The rest of the article is very helpful, though!

The rest of the article looks very helpful. I’ll be referring back to it.

My recipe calls for this also. I didn’t realize this contributes to soft chewy bready cookies! (New at this baking thing!)

Alton Brown devoted an episode of Good Eats to this topic: brown sugar vs white sugar, butter vs shortening…the science behind each choice and the effect it has on the cookie.

The Chewy is Alton Brown’s recipe hack for perfectly soft, gooey, and cake-like chocolate chip cookies — just like Toll House, but better.

But isn’t there an important difference between chewy and cake-like? Who ever had a chewy cake?

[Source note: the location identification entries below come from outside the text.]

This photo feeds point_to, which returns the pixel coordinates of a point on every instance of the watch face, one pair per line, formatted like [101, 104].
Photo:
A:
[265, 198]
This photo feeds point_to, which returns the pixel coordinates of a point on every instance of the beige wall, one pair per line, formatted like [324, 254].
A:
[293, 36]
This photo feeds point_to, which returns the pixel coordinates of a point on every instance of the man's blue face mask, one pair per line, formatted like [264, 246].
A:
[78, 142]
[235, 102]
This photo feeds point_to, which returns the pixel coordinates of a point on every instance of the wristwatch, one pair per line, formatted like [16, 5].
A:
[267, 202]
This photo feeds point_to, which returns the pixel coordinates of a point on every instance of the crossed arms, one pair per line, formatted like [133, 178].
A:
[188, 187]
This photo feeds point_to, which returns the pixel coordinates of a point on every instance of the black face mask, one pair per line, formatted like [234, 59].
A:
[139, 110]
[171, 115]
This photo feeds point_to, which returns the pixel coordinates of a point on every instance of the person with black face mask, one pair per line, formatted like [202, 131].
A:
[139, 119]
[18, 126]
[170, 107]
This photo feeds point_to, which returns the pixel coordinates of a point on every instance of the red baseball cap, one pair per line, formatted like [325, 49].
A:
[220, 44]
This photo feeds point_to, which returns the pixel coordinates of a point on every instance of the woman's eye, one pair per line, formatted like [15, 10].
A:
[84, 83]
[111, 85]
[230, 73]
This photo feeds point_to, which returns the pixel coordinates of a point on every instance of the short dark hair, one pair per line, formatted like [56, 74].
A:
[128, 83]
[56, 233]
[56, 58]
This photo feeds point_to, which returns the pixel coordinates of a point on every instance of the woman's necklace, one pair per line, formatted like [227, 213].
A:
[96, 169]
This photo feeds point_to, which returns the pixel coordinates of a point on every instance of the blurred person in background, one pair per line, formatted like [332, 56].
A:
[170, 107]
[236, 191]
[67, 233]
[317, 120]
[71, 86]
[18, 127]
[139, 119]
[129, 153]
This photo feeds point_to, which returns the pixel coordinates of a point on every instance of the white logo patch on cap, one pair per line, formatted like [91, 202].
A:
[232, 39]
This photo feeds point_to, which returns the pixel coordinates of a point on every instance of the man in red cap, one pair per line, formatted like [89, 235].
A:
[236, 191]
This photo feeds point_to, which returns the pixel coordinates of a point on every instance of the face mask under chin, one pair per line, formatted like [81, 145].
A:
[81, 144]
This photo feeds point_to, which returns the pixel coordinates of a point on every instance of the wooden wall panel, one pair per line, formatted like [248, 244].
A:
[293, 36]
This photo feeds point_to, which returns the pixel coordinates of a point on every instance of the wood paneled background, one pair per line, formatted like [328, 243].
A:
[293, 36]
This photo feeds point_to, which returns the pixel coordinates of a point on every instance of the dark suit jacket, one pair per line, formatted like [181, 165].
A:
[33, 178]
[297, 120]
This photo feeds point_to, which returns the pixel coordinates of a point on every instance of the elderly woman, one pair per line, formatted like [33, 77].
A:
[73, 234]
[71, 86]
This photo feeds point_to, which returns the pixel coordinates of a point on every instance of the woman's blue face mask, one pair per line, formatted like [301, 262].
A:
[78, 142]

I would be suspicious of a recipe with a description like that – I might try it, but I would also be prepared to tweak it as needed.

I’m not sure if this has been mentioned, but the size of the cookie (i.e. the amount of cookie dough per cookie) is important. A larger cookie will need to cook longer, and so it is more likely the edges will get at least a little crispy. So if you want non-crispy, chewy cookies, one trick is to make smaller cookies.

A couple of points - my wife often uses the Alton Brown ‘chewy’ variant, and I agree, it does feel more ‘cake like’ than a true chewy cookie. Part of that is though a technique she uses to prevent over-spreading while baking, in that she bakes the cookies inside a largish size muffin tin! When you do this, your cookies tend to bake up, looking a bit more like undersized hockey pucks. This prevents overspreading and overcooked/overcrispy edges, but I’d advise using less dough per cookie than my wife does, which should get you the protection from overspreading, but without the excess vertical height.

After reviewing America’s Test Kitchen cookie recipes, here are a few other tips: instead of creaming the solid butter with the sugar, use 1/2 vegetable oil and 1/2 melted and browned butter (incorporates less air, making a denser, chewier cookie); instead of two whole eggs use one egg plus one yolk (egg whites make a cookie more cake-like); and make your brown to white sugar ratio 2:1 (makes the cookie softer and more chewy).

I buy Tollhouse break and bake.

Once they start to go hard, I’ll pop it in the microwave for about 10 to 15 seconds and it tastes like it came right out of the oven again

I reheat one cookie at a time for best results.

I actually just use the off-the-wrapper Nestle Tollhouse recipe, and they come out perfectly chewey and not crispy. Non of this new-fangled stuff.

And don’t overcook them. I use less time than specified, but that might be my oven.